Surface and Interface Analysis
Special Issue: European Applications of Surface and Interface Analysis - ECASIA'13
Volume 46, Issue 10-11, pages 856–860, October-November 2014
How to Cite
2014), Multi-technique characterization of low-temperature plasma nitrided austenitic AISI 304L and AISI 904L stainless steel, Surf. Interface Anal., 10-11, pages 856–860, doi: 10.1002/sia.5462, , , , and (
- Issue published online: 7 OCT 2014
- Article first published online: 10 APR 2014
- Manuscript Accepted: 17 FEB 2014
- Manuscript Revised: 10 FEB 2014
- Manuscript Received: 23 SEP 2013
- plasma nitriding;
The current study focuses on the characterization of the nitrided layer, formed in American Iron and Steel Institute (AISI) 304L and AISI 904L austenitic stainless steels by industrial low-temperature plasma nitriding, using combined analysis techniques. The study highlighted that the evolution of the microstructure of the nitrided layers is influenced by surface finishing prior to nitriding, alloying elements and nitriding conditions, all factors affecting S-phase formation and nitrogen (N) diffusion mechanisms. The chemical bonding characteristics of Cr 2p3/2 and N 1s as revealed by XPS show a shift in binding energy between expanded austenite (S-phase) and CrN-like compounds. S-phase has proven to be more stable in 904L, whereas residual and/or induced ferrite/martensite in 304L acts as a barrier for its development. © 2014 The Authors. Surface and Interface Analysis published by John Wiley & Sons, Ltd.

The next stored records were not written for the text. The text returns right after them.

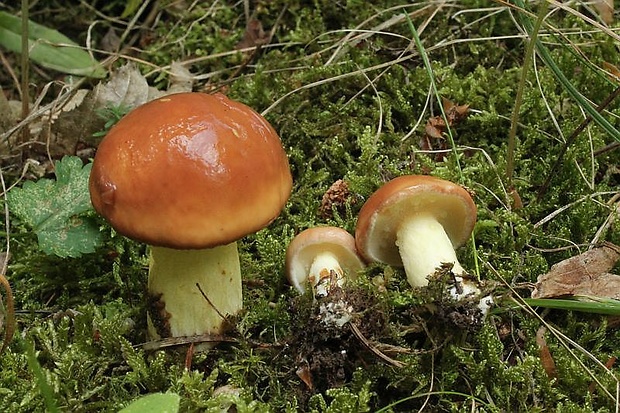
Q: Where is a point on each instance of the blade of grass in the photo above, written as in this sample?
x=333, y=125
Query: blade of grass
x=545, y=55
x=44, y=387
x=429, y=70
x=25, y=69
x=514, y=120
x=594, y=305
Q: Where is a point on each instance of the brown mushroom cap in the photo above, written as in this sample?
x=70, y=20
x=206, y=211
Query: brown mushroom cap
x=311, y=242
x=190, y=171
x=403, y=197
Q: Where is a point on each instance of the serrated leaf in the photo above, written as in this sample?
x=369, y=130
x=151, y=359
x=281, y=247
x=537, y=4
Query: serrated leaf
x=49, y=48
x=55, y=209
x=154, y=403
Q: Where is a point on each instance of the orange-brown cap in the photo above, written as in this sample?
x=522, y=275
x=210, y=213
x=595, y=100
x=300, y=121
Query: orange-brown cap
x=379, y=218
x=311, y=242
x=190, y=171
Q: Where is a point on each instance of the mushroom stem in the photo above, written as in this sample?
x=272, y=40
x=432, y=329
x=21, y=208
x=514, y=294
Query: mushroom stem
x=320, y=273
x=424, y=245
x=192, y=290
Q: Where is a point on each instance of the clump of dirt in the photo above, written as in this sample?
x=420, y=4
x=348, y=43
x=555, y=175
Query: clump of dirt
x=326, y=341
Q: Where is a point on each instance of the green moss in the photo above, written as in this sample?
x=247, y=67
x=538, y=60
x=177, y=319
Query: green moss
x=85, y=317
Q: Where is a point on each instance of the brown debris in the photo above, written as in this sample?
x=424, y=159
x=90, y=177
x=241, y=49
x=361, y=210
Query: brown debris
x=436, y=126
x=335, y=198
x=545, y=355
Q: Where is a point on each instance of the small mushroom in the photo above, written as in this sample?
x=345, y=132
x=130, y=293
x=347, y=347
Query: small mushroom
x=416, y=222
x=190, y=174
x=321, y=256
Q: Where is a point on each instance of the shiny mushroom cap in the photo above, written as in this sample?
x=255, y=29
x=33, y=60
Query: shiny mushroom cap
x=403, y=197
x=190, y=171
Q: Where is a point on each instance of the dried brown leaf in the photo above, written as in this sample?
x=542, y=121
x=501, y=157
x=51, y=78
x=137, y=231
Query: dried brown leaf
x=584, y=274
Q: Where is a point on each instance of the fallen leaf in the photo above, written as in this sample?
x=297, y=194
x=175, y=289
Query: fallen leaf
x=586, y=274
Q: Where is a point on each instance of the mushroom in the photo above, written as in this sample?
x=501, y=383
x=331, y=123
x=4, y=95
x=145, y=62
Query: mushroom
x=416, y=222
x=190, y=174
x=321, y=256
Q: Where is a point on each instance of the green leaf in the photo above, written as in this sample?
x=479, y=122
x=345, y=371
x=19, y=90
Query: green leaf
x=49, y=48
x=154, y=403
x=56, y=210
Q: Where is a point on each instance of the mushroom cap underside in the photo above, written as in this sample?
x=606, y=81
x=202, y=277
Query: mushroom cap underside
x=311, y=242
x=408, y=196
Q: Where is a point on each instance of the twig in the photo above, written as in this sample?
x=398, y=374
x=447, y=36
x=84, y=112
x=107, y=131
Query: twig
x=10, y=302
x=373, y=349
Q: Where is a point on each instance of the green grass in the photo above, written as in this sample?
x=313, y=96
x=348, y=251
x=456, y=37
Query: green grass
x=349, y=87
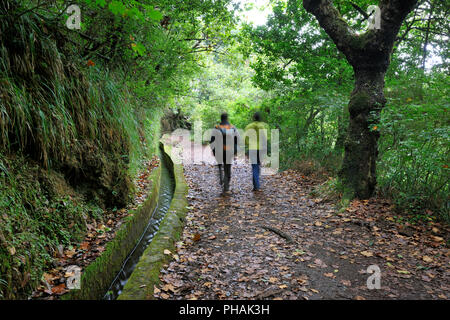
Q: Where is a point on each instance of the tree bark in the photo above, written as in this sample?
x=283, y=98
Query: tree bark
x=369, y=55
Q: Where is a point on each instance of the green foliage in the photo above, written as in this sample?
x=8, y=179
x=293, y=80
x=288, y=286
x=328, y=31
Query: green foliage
x=414, y=148
x=38, y=214
x=309, y=84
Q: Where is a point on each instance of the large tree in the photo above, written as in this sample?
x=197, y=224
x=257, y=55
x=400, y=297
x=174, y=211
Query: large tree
x=369, y=54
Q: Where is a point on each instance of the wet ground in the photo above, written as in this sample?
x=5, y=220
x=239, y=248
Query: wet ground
x=237, y=246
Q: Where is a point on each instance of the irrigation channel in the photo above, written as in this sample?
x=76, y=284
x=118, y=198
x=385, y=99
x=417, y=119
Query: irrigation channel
x=167, y=186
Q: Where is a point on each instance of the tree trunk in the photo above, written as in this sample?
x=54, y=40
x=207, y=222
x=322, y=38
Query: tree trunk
x=342, y=130
x=358, y=171
x=369, y=54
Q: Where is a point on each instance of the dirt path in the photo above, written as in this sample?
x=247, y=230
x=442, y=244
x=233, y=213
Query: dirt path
x=227, y=253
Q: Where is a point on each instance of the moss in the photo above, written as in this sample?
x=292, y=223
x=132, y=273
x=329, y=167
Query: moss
x=359, y=102
x=99, y=275
x=146, y=275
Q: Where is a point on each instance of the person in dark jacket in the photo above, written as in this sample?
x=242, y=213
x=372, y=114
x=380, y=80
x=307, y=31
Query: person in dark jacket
x=224, y=141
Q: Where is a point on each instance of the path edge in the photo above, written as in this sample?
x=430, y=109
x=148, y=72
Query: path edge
x=145, y=276
x=98, y=276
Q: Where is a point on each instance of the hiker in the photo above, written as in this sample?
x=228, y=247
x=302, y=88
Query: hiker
x=224, y=140
x=256, y=140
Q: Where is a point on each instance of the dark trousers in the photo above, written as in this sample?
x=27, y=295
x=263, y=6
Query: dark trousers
x=225, y=176
x=255, y=160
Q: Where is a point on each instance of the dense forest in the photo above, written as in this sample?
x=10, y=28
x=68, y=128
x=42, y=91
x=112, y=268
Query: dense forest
x=82, y=108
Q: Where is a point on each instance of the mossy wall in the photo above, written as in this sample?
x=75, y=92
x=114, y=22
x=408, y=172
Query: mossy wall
x=146, y=274
x=99, y=275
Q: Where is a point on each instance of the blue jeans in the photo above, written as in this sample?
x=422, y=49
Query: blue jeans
x=256, y=169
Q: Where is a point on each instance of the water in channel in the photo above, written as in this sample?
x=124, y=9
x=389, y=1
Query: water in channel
x=166, y=190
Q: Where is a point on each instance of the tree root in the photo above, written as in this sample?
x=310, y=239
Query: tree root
x=285, y=236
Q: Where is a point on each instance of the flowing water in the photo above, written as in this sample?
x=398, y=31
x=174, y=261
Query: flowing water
x=166, y=190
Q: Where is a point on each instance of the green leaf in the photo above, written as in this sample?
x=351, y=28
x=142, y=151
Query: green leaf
x=117, y=7
x=155, y=14
x=101, y=3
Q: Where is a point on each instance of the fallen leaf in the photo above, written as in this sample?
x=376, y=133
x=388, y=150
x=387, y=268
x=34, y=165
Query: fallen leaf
x=366, y=253
x=59, y=289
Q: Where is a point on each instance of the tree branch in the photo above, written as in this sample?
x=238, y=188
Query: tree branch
x=331, y=21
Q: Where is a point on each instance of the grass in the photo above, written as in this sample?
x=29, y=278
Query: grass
x=71, y=138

Nitriding and carburizing have long been widely used to improve the hardness and tribological properties for many metals and applications. However, conventional thermochemical treatments are not suitable for austenitic stainless steel because the process temperatures are usually high: 850–950 °C for carburizing and 500–550 °C for nitriding. Rapid precipitation of chromium carbides or nitrides depletes chromium in solid solution and impairs substantially the corrosion resistance essential for stainless steels.
In the middle of 1980s, the discovery of the metastable interstitially supersaturated austenite , called ‘expanded austenite’ or ‘S-phase’, formed in low-temperature processes opened possibilities to challenge this technical issue. Low-temperature nitrided austenitic stainless steel with S-phase can exhibit improved properties, such as increased surface hardness, strength, wear resistance, tribological performance, fatigue resistance, while retaining the anticorrosion properties. The advantageous properties make expanded austenite a promising structure for surface modification of austenitic stainless steel.
One purpose here is to better understand factors affecting the formation of S-phase in plasma nitriding of austenitic stainless steel. Depending on the matrix composition and the nitriding conditions, a ‘compound layer’ consisting of γ′ phase (Fe4N), ε compounds (Fe2–3 N), and Cr nitride can form on the very surface. This might explain the lack of reliable and consistent XPS information for the S-phase in literature. The current study also aims at the clarification of bonding features regarding S-phase and other chemical states.
The materials in the current study were American Iron and Steel Institute 304L and 904L (Table 1) austenitic stainless steels (65 × 65 × 3 mm coupons), respectively having surface finish 2B (cold rolled, heat treated, pickled, and skin passed) and 2E (cold rolled, heat treated, and mechanically descaled) BS EN 10088-2:2005. One sample side was ground and polished using 7 and 3-µm diamond paste prior to nitriding (P), and the other was left nonpolished (N), i.e. as-received. An increased amount of bcc in 304L after polishing was observed with X-ray diffraction (XRD).
Plasma nitriding was performed at 400 °C in H2/N2 by Bodycote (Sweden), at different N2 pressures (labelled H for High and L for Low) and duration (Table 2). Pure H2 was used at start-up to remove the surface oxides.
|Samples||N2 partial pressure||Treatment duration (h)||Nitrided layer thickness (µm)||N concentration in S-phase, outer part (at%) (by XPS)|
|P304L-H||25%||99||39.6 ± 3.9||18–20|
|N304L-H||44.1 ± 4.1||n.d.|
|P304L-L||6%||24||4.4 ± 2.0||18–21|
|N304L-L||8.0 ± 0.5||14–15|
|P904L-H||25%||99||18.9 ± 2.0||18–20|
|N904L-H||25.9 ± 3.7||n.d.|
|P904L-L||6%||24||4.3 ± 0.6||9–10|
|N904L-L||5.8 ± 1.0||n.d.|
Several characterization methods were combined to investigate the nitrided layer, including XPS, XRD, SEM, energy-dispersive X-ray spectroscopy (EDX), and optical microscopy. The phases formed in the nitrided layer were identified by means of Bruker AXS D8 advance XRD system using CrKα radiation (λ = 0.229 nm) with data acquired for 2θ = 30–160º. For XPS analysis, a PHI5500 was used with an AlKα-source and calibrated according to ISO 15472:2001. Depth profiles were obtained by successive XPS analysis and argon ion etchings (4 kV) with rates as calibrated on Ta2O5. A LEO Gemini 1550 SEM operated at 20 kV in conjunction with Oxford Inca EDX system was utilized to examine the nitrided layer and Leica optical microscope to examine the top surfaces.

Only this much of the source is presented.